Abstract

I discuss modern art in relation to hope, using as a case study the stylistically and ideologically diametrically opposed paintings produced in the two Koreas: the Democratic People’s Republic of Korea (DPRK) and the Republic of Korea during the 1970s and 1980s. I narrow the comparison by limiting the discussion of the latter context to the artist Chung Sang Hwa (or Chung Sang-Hwa), who has subsequently become well-known internationally in relation to the tendency dubbed ‘Dansaekhwa’ – the Korean term for ‘monochrome’ or ‘one-colour-painting.’ In opposition to Chung’s work, I discuss the North Korean variant of Socialist Realism, Juche Realism, the official (and only) form of art in the DPRK to this day. I consider the role of positive thoughts and emotions, in particular expectation, optimism, and especially, hope in determining why this art was produced and how it was received.
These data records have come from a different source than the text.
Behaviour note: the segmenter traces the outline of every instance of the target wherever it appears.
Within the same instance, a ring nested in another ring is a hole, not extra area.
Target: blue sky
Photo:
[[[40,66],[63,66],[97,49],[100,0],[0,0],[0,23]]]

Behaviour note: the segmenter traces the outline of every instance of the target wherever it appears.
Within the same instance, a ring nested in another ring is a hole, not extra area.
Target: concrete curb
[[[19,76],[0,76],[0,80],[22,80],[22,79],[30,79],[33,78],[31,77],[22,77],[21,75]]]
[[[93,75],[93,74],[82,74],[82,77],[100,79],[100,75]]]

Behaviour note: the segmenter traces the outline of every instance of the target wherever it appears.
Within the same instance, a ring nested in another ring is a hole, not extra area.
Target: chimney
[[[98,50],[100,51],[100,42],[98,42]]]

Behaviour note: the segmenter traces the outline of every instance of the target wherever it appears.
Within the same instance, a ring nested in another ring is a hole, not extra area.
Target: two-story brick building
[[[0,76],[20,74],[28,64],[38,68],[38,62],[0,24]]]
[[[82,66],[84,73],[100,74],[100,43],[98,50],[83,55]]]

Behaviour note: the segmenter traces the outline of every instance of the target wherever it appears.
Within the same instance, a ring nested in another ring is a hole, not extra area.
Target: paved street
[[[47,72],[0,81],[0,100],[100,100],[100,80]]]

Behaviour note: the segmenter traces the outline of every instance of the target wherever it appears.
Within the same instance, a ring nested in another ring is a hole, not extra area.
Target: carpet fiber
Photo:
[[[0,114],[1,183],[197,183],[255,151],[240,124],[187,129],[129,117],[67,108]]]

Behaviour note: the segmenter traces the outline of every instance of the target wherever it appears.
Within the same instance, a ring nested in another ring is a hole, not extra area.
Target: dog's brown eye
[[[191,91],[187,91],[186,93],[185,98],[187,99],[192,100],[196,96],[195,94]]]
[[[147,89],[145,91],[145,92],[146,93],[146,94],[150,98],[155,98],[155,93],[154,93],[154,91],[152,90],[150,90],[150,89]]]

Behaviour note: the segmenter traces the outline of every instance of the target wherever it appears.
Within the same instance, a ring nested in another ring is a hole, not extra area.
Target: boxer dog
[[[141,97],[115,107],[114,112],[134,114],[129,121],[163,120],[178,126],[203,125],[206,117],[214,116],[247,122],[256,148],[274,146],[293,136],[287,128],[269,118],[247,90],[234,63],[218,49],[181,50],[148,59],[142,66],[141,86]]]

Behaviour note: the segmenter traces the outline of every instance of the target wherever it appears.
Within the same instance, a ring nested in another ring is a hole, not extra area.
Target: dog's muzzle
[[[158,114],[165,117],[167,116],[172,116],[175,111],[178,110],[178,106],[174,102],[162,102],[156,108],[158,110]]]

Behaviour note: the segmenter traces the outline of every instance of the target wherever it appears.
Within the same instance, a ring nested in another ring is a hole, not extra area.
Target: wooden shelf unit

I argue that as part of the program in which art is subordinated to political ritual, North Korean art encodes signs of social optimism. Chung Sang Hwa, by contrast, is symptomatic of a tendency in South Korean art of the period to absorb important values from western culture, blending them with intimate knowledge of local traditions and values. Chung ritualized the art making process itself as a highly personalized source of hope. In the senses in which I use the linked terms ‘optimism’ and ‘hope,’ the former implies art as a tool of wish-fulfillment aimed at pacifying people in the present. By contrast, the ‘hope’ I refer to in relation to Chung involves the refusal to instrumentalize art, combined with the obligation to use art to face up to the potentially cataclysmic challenges of an uncertain world.